You havent said much about your actual stack other than mentioning Azure.
With Windows Service Bus, how do I marry sequence numbers in my event store to sequence numbers on the Service Bus?
You can use stream id + the commit sequence number the MessageId (and use that to ensure duplicates are removed by the bus). You will probably also include properties in the Message metadata.
What is the best practice to detect and handle events that have already been received in a safe manner (protecting against message handlers failing)?
If you're on Azure and considering ServiceBus then the Topics can be used to ensure at least once delivery (and you'll use the sessioning facility). Go watch the two hour deep dive ClemensV Subscribe video plus a few other episodes or you'll spent the same amount of time making mistakes)
To keep broadcast traffic down, if ContextC requests replays from ContextA and ContextB, is there any way for these replay messages to be sent only to ContextC? Or should I not worry about this?
Mu. You started off asking whether this stuff was a good idea but now seem to have baked in an assumption that it's the way to go.
Firstly, this infrastructure is a massive wheel to reinvent. Have you considered simply setting up a topic per BC and having anyone that needs to listen listen?
A key thing here is that you need to bear in mind the fact that just because you can think of cases where BCs need to consume each others events, that this central magic bus that's everywhere will deliver everything everywhere.

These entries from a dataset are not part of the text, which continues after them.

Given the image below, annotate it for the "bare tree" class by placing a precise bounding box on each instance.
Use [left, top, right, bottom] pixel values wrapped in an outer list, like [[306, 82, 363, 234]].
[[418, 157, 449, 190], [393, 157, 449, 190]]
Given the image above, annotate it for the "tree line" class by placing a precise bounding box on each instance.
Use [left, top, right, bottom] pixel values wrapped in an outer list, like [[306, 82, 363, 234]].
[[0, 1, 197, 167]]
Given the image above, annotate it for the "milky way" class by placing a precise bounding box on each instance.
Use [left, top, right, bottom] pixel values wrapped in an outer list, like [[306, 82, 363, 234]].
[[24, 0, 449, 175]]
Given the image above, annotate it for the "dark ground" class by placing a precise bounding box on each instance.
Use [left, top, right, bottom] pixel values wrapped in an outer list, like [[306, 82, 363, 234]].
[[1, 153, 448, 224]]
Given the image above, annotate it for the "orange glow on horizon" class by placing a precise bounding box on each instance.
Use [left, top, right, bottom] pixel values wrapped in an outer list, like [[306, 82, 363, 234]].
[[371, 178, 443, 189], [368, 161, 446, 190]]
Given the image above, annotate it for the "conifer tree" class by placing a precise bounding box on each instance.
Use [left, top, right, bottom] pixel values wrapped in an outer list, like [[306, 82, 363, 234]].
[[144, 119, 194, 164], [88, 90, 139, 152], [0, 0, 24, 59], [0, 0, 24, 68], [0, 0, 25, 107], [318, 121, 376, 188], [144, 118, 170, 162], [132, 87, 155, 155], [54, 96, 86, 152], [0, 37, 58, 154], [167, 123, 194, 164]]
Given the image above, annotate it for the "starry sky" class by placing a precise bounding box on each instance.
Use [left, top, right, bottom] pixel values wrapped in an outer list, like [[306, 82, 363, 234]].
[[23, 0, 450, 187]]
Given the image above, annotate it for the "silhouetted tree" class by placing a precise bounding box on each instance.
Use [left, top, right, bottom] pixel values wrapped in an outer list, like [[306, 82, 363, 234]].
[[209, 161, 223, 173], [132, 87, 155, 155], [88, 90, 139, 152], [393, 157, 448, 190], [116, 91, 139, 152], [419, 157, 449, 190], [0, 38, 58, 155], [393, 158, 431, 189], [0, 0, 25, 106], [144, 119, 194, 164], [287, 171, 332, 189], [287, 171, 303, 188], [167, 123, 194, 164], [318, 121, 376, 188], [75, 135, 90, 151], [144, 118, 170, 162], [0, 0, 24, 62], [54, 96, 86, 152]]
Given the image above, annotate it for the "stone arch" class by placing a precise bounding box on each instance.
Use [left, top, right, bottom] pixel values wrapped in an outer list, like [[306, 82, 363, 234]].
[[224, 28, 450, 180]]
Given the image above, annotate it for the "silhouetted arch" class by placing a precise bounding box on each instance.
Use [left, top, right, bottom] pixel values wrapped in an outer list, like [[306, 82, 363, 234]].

EDIT: Answers to your edited versions of questions 2+
With Windows Service Bus 1.0, how do I marry sequence numbers in my event store to sequence numbers on the Service Bus?

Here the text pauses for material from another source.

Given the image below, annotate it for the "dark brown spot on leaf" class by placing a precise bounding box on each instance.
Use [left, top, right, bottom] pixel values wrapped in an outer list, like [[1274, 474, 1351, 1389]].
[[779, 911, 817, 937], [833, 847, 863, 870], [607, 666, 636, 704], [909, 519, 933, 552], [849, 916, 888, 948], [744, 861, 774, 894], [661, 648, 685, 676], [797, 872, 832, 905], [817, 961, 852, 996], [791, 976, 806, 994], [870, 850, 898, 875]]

Your event store doesnt have a sequence number. It has a commit sequence number per aggregate. You'd typically use a sessioned topic and subscription. Then you need to choose whether you want a global ordering (use a single session id) or per aggregate ordering (use the stream id as the session id).
Once events are on a topic, they have a MessageSequenceNumber and the subscription (when sessioned) delivers (actually the subscriber recieves them) them in sequence.
What is the best practice to detect and handle events that have already been received in a safe manner (protecting against message handlers failing)?
This is built into the Service Bus (or any queueing mechanism). You don't mark the Message completed until it has been successfully processed. Any failure leads to Abandonment (which puts it back on the queue for reprocessing).
The subscriber taking a break, becoming disconnected or work backing up is naturally dealt with by the Topic.